How does this template type deduction and overload resolution work?

Question

Code #1

#include <iterator>
#include <algorithm>
#include <iostream>
#include <vector>

template <typename container>
void sort(typename container::iterator beginning,
          typename container::iterator end)
{
    std::cout << "calling custom sorting function\n";
}

int main()
{
    std::vector<int> v{1, 2, 3};
    sort(v.begin(), v.end());
}

Wandbox.

Code description

It is gonna call the std::sort function, which is found by ADL. Though the code below:

Code #2

#include <iterator>
#include <algorithm>
#include <iostream>
#include <vector>

template <typename Iterator>
void sort(Iterator beginning,
          Iterator end)
{
    std::cout << "calling custom sorting function\n";
}

int main()
{
    std::vector<int> v{1, 2, 3};
    sort(v.begin(), v.end());
}

Wandbox.

Causes ambiguous overload error.
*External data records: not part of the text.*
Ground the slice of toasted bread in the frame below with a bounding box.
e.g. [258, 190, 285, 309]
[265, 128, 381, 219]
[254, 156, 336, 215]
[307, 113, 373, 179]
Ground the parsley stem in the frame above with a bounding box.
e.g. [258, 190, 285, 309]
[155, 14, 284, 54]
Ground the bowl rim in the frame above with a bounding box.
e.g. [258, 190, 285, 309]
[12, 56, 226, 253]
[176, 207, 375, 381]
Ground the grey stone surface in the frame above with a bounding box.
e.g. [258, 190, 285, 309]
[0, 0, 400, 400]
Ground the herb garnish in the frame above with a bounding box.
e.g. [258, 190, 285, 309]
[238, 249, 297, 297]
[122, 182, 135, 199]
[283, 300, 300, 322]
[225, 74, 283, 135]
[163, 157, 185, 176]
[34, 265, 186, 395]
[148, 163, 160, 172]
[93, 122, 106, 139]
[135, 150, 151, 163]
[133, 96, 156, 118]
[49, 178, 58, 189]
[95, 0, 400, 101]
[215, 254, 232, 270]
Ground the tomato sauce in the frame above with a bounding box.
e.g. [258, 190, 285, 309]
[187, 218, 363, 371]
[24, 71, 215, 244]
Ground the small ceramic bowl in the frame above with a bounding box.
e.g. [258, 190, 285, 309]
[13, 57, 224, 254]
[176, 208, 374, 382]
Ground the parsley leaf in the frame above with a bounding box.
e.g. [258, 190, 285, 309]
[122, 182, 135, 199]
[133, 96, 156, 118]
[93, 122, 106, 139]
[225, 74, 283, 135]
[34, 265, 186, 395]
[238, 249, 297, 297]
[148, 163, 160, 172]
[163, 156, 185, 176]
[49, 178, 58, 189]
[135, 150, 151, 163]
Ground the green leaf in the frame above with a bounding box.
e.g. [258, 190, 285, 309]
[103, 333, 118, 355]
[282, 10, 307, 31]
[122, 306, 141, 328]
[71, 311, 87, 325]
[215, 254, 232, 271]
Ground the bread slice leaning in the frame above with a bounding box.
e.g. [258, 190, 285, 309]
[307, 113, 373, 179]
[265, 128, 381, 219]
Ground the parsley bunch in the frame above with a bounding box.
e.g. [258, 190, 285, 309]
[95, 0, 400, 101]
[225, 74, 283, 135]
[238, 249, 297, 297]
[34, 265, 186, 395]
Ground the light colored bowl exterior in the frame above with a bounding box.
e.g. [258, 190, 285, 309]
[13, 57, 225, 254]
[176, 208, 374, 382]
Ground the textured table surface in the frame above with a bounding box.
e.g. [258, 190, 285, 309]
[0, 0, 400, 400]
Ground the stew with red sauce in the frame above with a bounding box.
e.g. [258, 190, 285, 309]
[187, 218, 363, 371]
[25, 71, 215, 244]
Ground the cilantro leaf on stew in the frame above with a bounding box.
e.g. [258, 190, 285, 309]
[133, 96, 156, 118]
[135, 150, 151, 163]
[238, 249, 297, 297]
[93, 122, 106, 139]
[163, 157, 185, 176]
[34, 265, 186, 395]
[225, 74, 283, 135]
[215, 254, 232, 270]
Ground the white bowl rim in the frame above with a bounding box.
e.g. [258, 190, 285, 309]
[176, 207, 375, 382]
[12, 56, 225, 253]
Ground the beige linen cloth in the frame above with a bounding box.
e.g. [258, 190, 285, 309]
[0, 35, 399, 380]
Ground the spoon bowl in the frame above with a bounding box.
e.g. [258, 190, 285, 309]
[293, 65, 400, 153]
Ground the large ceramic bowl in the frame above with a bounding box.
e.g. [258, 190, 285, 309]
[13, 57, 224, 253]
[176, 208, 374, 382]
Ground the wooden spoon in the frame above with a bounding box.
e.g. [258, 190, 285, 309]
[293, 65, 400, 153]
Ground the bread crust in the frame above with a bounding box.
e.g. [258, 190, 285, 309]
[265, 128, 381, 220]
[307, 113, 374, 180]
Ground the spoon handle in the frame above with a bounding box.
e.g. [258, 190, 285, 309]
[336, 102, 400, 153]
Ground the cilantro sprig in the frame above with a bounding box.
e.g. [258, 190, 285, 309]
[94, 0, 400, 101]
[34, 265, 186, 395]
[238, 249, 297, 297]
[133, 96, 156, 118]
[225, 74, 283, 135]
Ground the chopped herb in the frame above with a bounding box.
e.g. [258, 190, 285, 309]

So I have two questions:

Questions

1. How container was deduced in code #1?

   From what I know, type deduction during template instantiation cannot backtrack through member types to find the enclosing one (std::vector<int> in this case).
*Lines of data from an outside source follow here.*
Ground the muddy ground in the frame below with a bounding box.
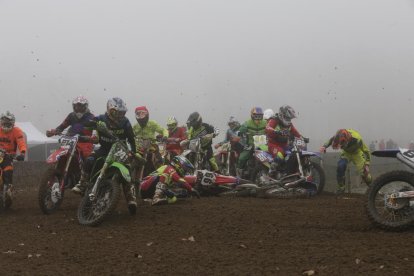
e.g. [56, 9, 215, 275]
[0, 179, 414, 275]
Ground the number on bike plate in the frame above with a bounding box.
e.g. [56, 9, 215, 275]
[403, 150, 414, 158]
[201, 171, 216, 186]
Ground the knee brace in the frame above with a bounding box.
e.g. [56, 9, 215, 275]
[336, 158, 348, 183]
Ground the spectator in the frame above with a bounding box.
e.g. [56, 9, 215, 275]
[378, 139, 385, 150]
[369, 141, 375, 151]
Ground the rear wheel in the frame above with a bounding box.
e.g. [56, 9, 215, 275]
[78, 179, 121, 226]
[38, 168, 65, 215]
[365, 171, 414, 231]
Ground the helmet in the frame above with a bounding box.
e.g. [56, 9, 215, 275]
[263, 108, 275, 120]
[278, 105, 296, 126]
[332, 129, 352, 149]
[0, 111, 16, 132]
[170, 155, 194, 177]
[167, 116, 178, 130]
[250, 107, 263, 121]
[135, 106, 149, 125]
[187, 112, 203, 129]
[72, 96, 89, 119]
[227, 116, 240, 130]
[106, 98, 128, 122]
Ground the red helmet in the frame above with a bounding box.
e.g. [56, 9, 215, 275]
[332, 129, 352, 149]
[250, 107, 263, 121]
[170, 155, 194, 177]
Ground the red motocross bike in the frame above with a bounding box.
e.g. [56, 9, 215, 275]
[38, 134, 85, 215]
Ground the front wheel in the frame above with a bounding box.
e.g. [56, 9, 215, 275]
[304, 161, 325, 195]
[78, 179, 121, 226]
[38, 168, 65, 215]
[365, 171, 414, 231]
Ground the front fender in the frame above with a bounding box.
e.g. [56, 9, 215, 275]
[302, 151, 322, 159]
[110, 162, 131, 182]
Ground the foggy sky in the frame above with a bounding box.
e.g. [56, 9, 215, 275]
[0, 0, 414, 148]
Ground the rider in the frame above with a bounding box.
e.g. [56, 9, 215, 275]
[46, 96, 97, 159]
[214, 116, 243, 175]
[72, 97, 137, 211]
[266, 105, 302, 166]
[263, 108, 275, 122]
[133, 106, 168, 175]
[187, 112, 219, 172]
[141, 155, 200, 205]
[320, 129, 372, 194]
[237, 107, 266, 177]
[166, 116, 187, 157]
[0, 111, 27, 201]
[214, 116, 243, 153]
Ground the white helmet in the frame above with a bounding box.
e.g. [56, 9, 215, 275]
[72, 96, 89, 119]
[263, 108, 275, 120]
[279, 105, 296, 126]
[167, 116, 178, 131]
[0, 111, 16, 132]
[106, 97, 128, 122]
2. Even if it could backtrack, why did it compile without causing ambiguous overload error?

Answer 1

How container was deduced in code #1?

It can't be deduced during template argument deduction because of non-deduced context,

1) The nested-name-specifier (everything to the left of the scope resolution operator ::) of a type that was specified using a qualified-id:

That means your sort won't be considered for overload resolution at all, then std::sort is called without ambiguity.

Code #2 doesn't have such issue, both your sort and std::sort are valid candidates then leads to ambiguous overloading error.